3 years off is a long time. The week before, I'd have a problem with. Not 3 years!

Waffles80 Mon 17-Nov-14 12:49:33

Is the person in a union? If so, they need to seek advice ASAP.

If not, you can join most unions "late" and backdate a few months membership fees in order to be entitled to their help / protection.

What field does the person work in?

LonnyVonnyWilsonFrickett Mon 17-Nov-14 12:50:11

Yes but with the redundancy etc won't he be better off overall? Certainly in my last job the people with 2 or 3 years to go were clambering over each other to get out of the door. He needs to check all the facts.

TheAlias Mon 17-Nov-14 12:51:53

I agree also with Treats, "The company" don't save any money, the pension fund does, so if anyone benefits (and the difference is as big as you say, which I'm struggling to understand) it's his remaining colleagues whose pensions will be more secure.

Picturesinthefirelight Mon 17-Nov-14 13:04:28

As an employer my dad always tries to avoid making anyone redundant who is either over a certain age or has been with the company for more than so many years as its so expensive (your statutory entitlement increases if you are above a certain age. )

TheAlias Mon 17-Nov-14 13:09:56

Hmm, I'd keep that quiet Pictures, I think what you've described there is illegal!

CornishYarg Mon 17-Nov-14 13:10:20

Obviously we don't know the full details but it sounds very odd. There are "preservation rules" governing pensions that protect people who leave before normal retirement date for whatever reason. Essentially, in a defined benefit scheme, there shouldn't be a big difference between the pension of someone who leaves close to retirement and someone who stays till retirement. (Unless a big payrise is granted just before retirement, but that's a different matter.) The individual concerned should definitely speak to HR or a union rep to understand what's going on.

I know someone who was made redundant 6 months before retirement and she was thrilled. Large redundancy payment, minimal impact on her pension and 6 months less work.

CinnabarRed Mon 17-Nov-14 13:11:20

Assuming you're correct about that pension then it's pretty much a unique scheme.

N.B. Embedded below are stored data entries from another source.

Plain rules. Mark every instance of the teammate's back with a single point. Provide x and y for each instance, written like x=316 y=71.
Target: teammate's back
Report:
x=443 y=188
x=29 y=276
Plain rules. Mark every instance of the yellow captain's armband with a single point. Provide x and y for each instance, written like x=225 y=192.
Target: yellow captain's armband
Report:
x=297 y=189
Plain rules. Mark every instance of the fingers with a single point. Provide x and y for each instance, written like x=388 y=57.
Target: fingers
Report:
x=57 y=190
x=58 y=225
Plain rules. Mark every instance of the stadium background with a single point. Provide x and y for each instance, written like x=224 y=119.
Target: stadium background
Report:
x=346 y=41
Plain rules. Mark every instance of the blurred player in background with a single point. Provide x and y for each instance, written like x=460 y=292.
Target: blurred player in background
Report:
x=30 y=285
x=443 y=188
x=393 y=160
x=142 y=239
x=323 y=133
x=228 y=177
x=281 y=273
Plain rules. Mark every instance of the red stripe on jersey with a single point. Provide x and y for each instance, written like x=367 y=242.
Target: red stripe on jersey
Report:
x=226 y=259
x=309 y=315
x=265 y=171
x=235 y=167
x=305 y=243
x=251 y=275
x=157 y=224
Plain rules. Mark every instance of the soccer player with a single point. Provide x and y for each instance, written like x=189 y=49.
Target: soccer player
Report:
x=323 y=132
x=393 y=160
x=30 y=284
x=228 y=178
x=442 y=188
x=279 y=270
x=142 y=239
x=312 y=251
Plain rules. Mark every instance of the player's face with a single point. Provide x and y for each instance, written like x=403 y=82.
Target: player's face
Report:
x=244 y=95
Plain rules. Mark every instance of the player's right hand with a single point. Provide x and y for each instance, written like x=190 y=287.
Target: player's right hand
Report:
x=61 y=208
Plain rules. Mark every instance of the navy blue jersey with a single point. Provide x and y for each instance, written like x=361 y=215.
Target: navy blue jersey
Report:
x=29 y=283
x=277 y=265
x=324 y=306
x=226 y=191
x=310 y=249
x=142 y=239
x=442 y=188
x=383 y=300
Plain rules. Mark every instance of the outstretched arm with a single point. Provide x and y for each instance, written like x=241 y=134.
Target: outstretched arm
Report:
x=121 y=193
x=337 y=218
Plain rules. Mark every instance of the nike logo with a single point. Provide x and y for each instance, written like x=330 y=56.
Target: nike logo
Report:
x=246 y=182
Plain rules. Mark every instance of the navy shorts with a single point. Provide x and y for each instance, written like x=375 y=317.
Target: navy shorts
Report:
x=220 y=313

I don't know of any other in the UK that works as you describe (I used to work in pensions).

Picturesinthefirelight Mon 17-Nov-14 13:20:43

Can't see how it's illegal as it means that those with long service/more experience are the ones kept on & you can select according to experience & qualifications/length of service.

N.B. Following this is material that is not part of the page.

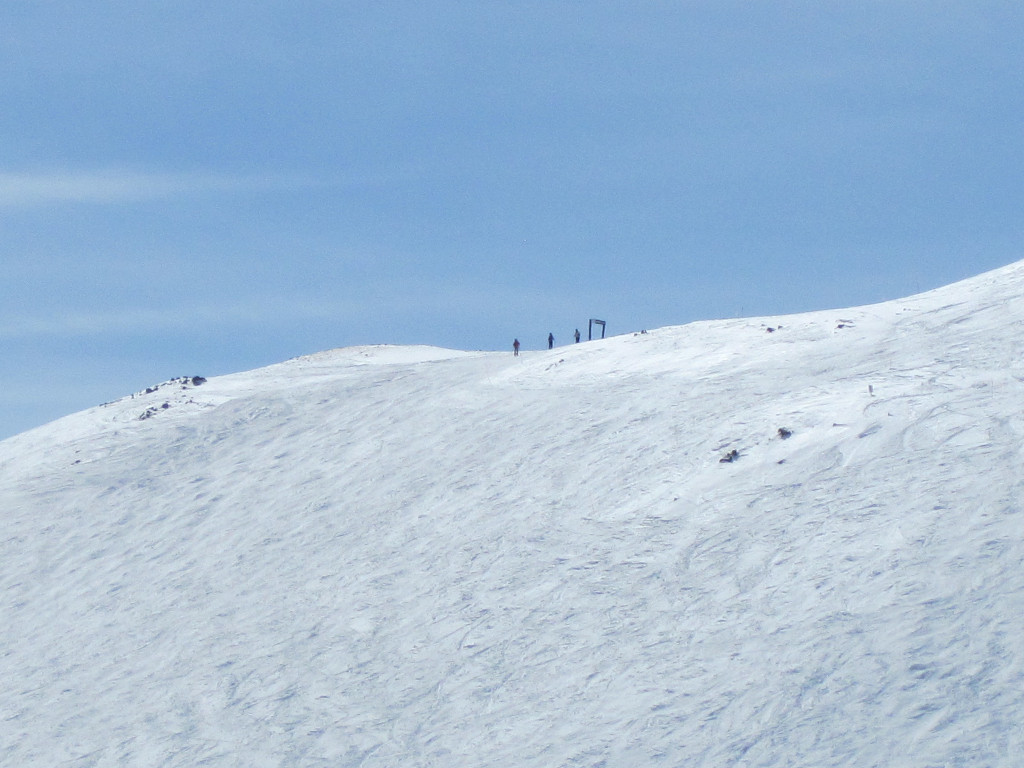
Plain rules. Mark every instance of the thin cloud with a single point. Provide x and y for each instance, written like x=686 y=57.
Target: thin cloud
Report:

ReallyTired Mon 17-Nov-14 13:22:00

"Hmm, I'd keep that quiet Pictures, I think what you've described there is illegal!"

There is nothing illegal about reduancy policies that favour longivity in the company. A lot of companies use a points system when selecting people for redunancy and its OK to give points for "experience". You cannot use age as a reduanancy criteria, but its allowable to keep on the more experienced individual. Performance managment is completely different.